Advanced feasible forming condition for reducing ring spreads in radial–axial ring rolling

In this study, we derive an advanced feasible forming condition for reducing ring spreads and maintaining process stability during radial–axial ring rolling (RARR) process. First, the plastic penetrating condition was determined using the mean thickness-to-length ratio of the plastic zone. This calculation was based on the plane strain indentation theory considering Coulomb friction at the ring blank–mandrel interface. Second, a mathematical model for the RARR process was developed assuming constant volume of ring blanks and constant growth velocity condition (CGVC) of the ring outer diameter. Finally, the advanced feasible forming condition was determined from the mathematical correlations among the main roll, mandrel and axial roll sets, and reasonable range of extreme growth velocities. To verify the proposed condition, we carried out FE-simulations by developing reliable three-dimensional finite element (3D-FE) models using Forge, a commercial finite-element software package.

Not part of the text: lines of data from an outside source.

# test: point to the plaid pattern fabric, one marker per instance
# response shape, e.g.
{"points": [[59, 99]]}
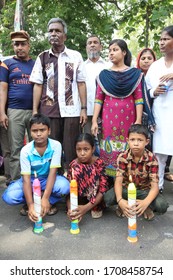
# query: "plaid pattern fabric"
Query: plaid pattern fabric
{"points": [[143, 173]]}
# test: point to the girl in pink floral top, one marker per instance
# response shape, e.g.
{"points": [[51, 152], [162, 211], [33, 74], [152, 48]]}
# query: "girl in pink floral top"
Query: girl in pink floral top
{"points": [[89, 172]]}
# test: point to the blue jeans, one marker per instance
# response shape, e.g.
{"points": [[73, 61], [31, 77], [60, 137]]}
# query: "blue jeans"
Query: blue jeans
{"points": [[14, 194]]}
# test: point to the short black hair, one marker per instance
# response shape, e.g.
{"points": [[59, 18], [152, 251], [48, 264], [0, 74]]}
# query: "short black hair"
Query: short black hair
{"points": [[39, 118], [140, 129], [86, 137], [169, 30], [94, 35], [58, 20]]}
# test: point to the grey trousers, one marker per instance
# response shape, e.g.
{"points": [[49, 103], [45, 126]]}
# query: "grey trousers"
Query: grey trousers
{"points": [[18, 124], [5, 150]]}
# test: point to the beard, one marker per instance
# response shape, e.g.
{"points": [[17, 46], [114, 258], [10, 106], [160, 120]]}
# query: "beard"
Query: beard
{"points": [[93, 54]]}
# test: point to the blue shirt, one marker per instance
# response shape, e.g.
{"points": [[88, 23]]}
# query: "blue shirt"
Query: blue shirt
{"points": [[16, 74], [31, 160]]}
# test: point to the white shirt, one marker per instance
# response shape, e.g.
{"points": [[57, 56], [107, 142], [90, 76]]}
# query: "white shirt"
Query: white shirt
{"points": [[162, 108], [92, 71], [73, 58]]}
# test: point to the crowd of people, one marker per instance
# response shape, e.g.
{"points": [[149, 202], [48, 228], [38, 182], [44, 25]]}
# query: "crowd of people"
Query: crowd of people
{"points": [[66, 104]]}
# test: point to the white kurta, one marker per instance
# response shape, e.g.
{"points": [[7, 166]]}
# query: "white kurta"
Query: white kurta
{"points": [[162, 108]]}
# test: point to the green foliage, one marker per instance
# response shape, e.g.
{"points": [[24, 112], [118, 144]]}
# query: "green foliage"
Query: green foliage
{"points": [[137, 21]]}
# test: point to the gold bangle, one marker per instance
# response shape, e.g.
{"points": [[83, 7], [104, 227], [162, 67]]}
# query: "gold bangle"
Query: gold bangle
{"points": [[119, 200]]}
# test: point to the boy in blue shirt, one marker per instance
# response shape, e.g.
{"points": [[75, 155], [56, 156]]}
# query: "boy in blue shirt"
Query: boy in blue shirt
{"points": [[43, 156]]}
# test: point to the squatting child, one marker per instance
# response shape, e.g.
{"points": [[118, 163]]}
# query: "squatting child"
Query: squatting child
{"points": [[142, 165], [43, 156], [89, 172]]}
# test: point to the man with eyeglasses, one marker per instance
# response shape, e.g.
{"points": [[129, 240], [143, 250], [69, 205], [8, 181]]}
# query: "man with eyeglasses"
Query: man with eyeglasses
{"points": [[59, 88], [16, 97]]}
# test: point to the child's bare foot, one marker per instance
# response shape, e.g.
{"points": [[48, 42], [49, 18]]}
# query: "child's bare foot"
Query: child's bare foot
{"points": [[148, 214]]}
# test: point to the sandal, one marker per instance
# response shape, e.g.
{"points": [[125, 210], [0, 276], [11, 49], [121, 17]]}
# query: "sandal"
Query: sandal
{"points": [[24, 210], [148, 214], [53, 210], [96, 214], [168, 177], [119, 213]]}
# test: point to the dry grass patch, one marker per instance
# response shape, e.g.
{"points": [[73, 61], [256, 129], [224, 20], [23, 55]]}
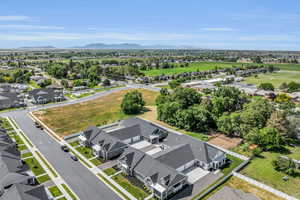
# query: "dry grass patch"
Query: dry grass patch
{"points": [[73, 118]]}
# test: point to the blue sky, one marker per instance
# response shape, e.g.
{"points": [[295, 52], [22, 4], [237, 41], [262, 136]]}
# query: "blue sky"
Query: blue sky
{"points": [[230, 24]]}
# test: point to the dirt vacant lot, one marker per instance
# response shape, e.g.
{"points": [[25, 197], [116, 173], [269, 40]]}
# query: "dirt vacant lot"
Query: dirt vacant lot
{"points": [[73, 118]]}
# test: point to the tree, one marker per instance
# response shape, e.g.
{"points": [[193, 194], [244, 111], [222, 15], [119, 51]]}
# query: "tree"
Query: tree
{"points": [[132, 103], [174, 84], [230, 124], [266, 86], [106, 82], [227, 99]]}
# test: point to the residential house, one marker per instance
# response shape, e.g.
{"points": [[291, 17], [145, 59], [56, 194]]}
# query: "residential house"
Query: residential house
{"points": [[46, 95]]}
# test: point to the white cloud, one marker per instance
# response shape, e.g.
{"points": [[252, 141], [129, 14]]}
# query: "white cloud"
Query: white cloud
{"points": [[15, 18], [220, 29], [29, 27]]}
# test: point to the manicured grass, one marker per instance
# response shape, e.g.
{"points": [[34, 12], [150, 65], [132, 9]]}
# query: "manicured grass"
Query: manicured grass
{"points": [[69, 191], [239, 184], [22, 147], [113, 186], [135, 191], [55, 191], [47, 164], [262, 170], [25, 155], [202, 66], [43, 179], [199, 136], [74, 144], [63, 198], [110, 171], [85, 151], [18, 139], [193, 67], [65, 120], [151, 115], [35, 166], [276, 78], [96, 161], [234, 163]]}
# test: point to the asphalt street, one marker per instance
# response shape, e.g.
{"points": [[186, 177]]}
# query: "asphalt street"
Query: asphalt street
{"points": [[85, 184]]}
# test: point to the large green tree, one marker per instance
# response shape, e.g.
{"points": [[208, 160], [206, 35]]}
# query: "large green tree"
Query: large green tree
{"points": [[132, 103]]}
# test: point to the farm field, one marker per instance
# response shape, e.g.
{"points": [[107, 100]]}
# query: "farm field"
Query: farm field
{"points": [[202, 66], [262, 170], [70, 119], [276, 78]]}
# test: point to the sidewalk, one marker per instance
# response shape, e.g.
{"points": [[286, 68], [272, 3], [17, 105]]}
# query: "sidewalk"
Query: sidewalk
{"points": [[95, 170], [54, 177]]}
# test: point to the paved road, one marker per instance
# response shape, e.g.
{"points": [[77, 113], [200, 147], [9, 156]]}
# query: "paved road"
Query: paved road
{"points": [[86, 185]]}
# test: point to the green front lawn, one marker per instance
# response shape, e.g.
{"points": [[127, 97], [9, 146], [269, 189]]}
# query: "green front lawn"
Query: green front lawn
{"points": [[22, 147], [43, 179], [96, 161], [110, 171], [35, 166], [18, 139], [135, 191], [25, 155], [234, 163], [55, 191], [262, 170], [74, 144], [85, 151]]}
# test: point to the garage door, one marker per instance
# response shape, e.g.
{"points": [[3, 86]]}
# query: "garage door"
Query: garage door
{"points": [[136, 139], [127, 141]]}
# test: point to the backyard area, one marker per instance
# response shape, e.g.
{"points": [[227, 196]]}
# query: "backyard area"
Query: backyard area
{"points": [[239, 184], [73, 118], [262, 170], [276, 78]]}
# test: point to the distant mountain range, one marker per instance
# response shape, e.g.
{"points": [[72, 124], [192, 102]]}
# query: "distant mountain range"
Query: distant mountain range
{"points": [[115, 46], [38, 47]]}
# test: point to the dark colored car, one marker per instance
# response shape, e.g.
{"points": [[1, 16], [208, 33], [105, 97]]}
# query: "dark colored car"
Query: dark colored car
{"points": [[64, 148], [74, 157]]}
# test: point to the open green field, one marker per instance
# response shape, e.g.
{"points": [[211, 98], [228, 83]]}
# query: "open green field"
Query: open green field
{"points": [[276, 78], [239, 184], [73, 118], [262, 170], [202, 66]]}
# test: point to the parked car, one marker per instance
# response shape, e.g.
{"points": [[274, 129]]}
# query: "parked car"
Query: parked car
{"points": [[64, 148], [73, 157]]}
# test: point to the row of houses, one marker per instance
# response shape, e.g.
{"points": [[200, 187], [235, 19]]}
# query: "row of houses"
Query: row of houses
{"points": [[17, 182], [36, 96], [165, 170]]}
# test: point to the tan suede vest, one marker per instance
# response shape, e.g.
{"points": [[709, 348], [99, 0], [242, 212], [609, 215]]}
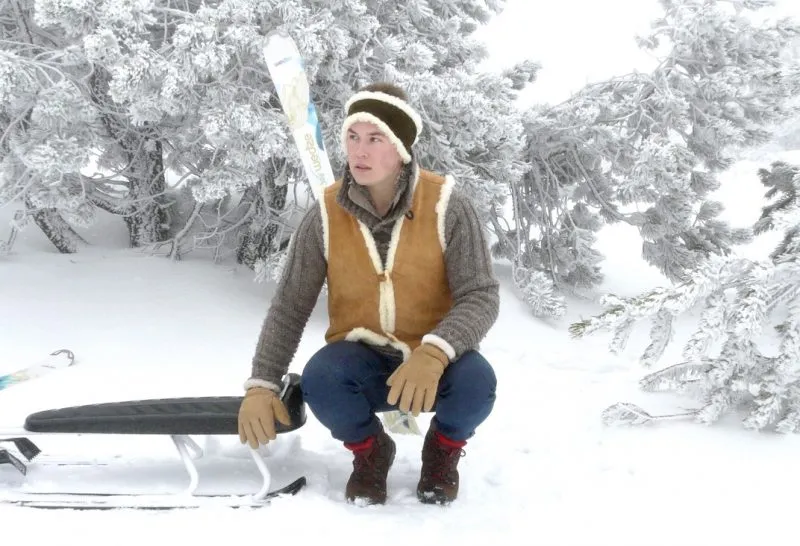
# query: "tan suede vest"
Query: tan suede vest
{"points": [[402, 302]]}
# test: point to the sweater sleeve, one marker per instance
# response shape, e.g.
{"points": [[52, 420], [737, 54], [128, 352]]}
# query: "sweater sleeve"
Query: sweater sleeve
{"points": [[292, 305], [474, 287]]}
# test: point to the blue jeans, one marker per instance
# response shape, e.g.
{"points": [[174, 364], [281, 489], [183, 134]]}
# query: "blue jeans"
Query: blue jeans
{"points": [[344, 385]]}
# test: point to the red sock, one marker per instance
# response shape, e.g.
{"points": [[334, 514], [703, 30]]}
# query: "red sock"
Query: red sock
{"points": [[444, 440]]}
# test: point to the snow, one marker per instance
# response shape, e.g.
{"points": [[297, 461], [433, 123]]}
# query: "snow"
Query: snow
{"points": [[542, 468]]}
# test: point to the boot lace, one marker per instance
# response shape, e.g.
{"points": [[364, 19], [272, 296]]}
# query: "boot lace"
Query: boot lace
{"points": [[444, 461]]}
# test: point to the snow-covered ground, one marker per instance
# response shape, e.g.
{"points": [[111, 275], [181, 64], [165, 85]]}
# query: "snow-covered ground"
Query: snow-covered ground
{"points": [[541, 470]]}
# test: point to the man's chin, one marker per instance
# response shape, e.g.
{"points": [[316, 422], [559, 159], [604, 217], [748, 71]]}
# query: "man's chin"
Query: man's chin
{"points": [[361, 179]]}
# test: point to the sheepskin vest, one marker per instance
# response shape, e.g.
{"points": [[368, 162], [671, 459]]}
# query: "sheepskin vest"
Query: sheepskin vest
{"points": [[398, 302]]}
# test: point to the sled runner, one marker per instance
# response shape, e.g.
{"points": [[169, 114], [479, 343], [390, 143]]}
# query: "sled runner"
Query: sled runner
{"points": [[178, 418]]}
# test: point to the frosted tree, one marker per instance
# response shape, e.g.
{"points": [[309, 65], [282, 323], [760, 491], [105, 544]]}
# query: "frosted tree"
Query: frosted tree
{"points": [[744, 354], [200, 148], [646, 149], [48, 129]]}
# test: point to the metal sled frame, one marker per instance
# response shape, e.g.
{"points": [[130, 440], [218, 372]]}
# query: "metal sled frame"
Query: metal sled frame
{"points": [[176, 418]]}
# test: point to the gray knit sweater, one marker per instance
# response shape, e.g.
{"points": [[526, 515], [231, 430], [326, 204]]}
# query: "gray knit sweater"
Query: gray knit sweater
{"points": [[473, 285]]}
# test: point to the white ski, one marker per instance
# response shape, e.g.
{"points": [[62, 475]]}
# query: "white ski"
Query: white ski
{"points": [[65, 359], [286, 68], [165, 501]]}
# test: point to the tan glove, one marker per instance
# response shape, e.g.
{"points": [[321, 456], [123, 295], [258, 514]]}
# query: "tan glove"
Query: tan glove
{"points": [[416, 380], [260, 407]]}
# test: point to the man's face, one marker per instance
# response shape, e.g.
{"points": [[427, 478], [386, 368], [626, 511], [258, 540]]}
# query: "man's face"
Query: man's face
{"points": [[372, 157]]}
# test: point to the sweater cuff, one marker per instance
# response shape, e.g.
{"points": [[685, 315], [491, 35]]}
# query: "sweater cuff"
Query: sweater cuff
{"points": [[439, 342], [255, 382]]}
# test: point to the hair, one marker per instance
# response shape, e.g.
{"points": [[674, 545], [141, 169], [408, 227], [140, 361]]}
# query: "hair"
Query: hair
{"points": [[388, 88]]}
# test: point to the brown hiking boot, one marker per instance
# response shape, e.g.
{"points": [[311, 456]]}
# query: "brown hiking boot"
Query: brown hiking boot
{"points": [[438, 482], [372, 459]]}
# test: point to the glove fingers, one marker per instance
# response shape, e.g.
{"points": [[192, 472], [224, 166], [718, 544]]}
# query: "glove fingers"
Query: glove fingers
{"points": [[267, 424], [394, 375], [242, 433], [252, 437], [395, 391], [281, 414], [407, 397], [258, 430], [419, 399]]}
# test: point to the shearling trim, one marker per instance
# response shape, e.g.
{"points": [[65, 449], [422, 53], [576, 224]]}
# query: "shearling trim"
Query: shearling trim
{"points": [[385, 129], [372, 338], [441, 343], [323, 211], [255, 382], [372, 248], [390, 99], [441, 208]]}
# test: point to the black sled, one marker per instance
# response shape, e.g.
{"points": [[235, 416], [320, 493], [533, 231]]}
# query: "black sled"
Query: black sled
{"points": [[178, 418]]}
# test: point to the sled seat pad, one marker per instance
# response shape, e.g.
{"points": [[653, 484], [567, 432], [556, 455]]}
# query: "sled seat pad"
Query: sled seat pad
{"points": [[198, 415]]}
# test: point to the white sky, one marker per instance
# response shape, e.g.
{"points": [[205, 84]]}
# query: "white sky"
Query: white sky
{"points": [[576, 41]]}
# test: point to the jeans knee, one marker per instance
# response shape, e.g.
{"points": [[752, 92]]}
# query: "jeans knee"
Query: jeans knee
{"points": [[473, 376]]}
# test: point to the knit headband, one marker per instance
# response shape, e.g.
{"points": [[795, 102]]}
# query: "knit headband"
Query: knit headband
{"points": [[392, 115]]}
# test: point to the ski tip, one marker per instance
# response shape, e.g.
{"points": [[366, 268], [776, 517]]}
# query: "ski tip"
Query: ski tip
{"points": [[70, 355]]}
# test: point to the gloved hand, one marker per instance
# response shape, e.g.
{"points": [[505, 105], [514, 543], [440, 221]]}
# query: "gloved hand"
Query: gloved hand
{"points": [[416, 380], [257, 413]]}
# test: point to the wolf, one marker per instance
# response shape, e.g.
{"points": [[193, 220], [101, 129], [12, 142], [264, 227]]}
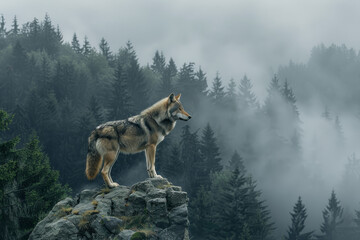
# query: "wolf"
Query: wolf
{"points": [[138, 133]]}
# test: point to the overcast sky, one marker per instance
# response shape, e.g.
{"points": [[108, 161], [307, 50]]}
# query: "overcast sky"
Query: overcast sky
{"points": [[233, 37]]}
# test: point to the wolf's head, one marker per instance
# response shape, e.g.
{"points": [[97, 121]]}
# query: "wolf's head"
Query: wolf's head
{"points": [[175, 108]]}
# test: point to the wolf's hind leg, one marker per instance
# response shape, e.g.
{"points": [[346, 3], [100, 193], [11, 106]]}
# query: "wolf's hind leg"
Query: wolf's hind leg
{"points": [[109, 160], [150, 161], [109, 175]]}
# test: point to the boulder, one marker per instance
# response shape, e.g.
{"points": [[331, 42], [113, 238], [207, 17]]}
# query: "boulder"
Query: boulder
{"points": [[151, 209]]}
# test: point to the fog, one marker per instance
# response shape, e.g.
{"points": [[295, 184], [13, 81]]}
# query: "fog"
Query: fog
{"points": [[232, 37], [259, 39]]}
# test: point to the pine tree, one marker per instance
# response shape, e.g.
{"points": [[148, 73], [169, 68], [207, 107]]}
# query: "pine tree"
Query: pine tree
{"points": [[200, 214], [256, 213], [171, 67], [2, 27], [159, 63], [120, 103], [326, 114], [236, 161], [27, 179], [201, 82], [86, 48], [105, 49], [49, 39], [332, 216], [137, 85], [298, 217], [167, 79], [34, 34], [174, 166], [94, 109], [192, 159], [217, 93], [210, 154], [232, 218], [290, 98], [230, 96], [59, 35], [15, 27], [357, 219], [247, 97], [338, 129], [75, 45]]}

The simulation results show that the designed process results in relatively uniform deformation behavior and reduces ring spreads. Predicted rolled ring spreads were compared with the experimental results. The ring growth velocity, which is a median value of its reasonable range determined using the advanced feasible forming condition, is recommended for the forming process design considering the reduced ring spreads and uniform plastic deformation.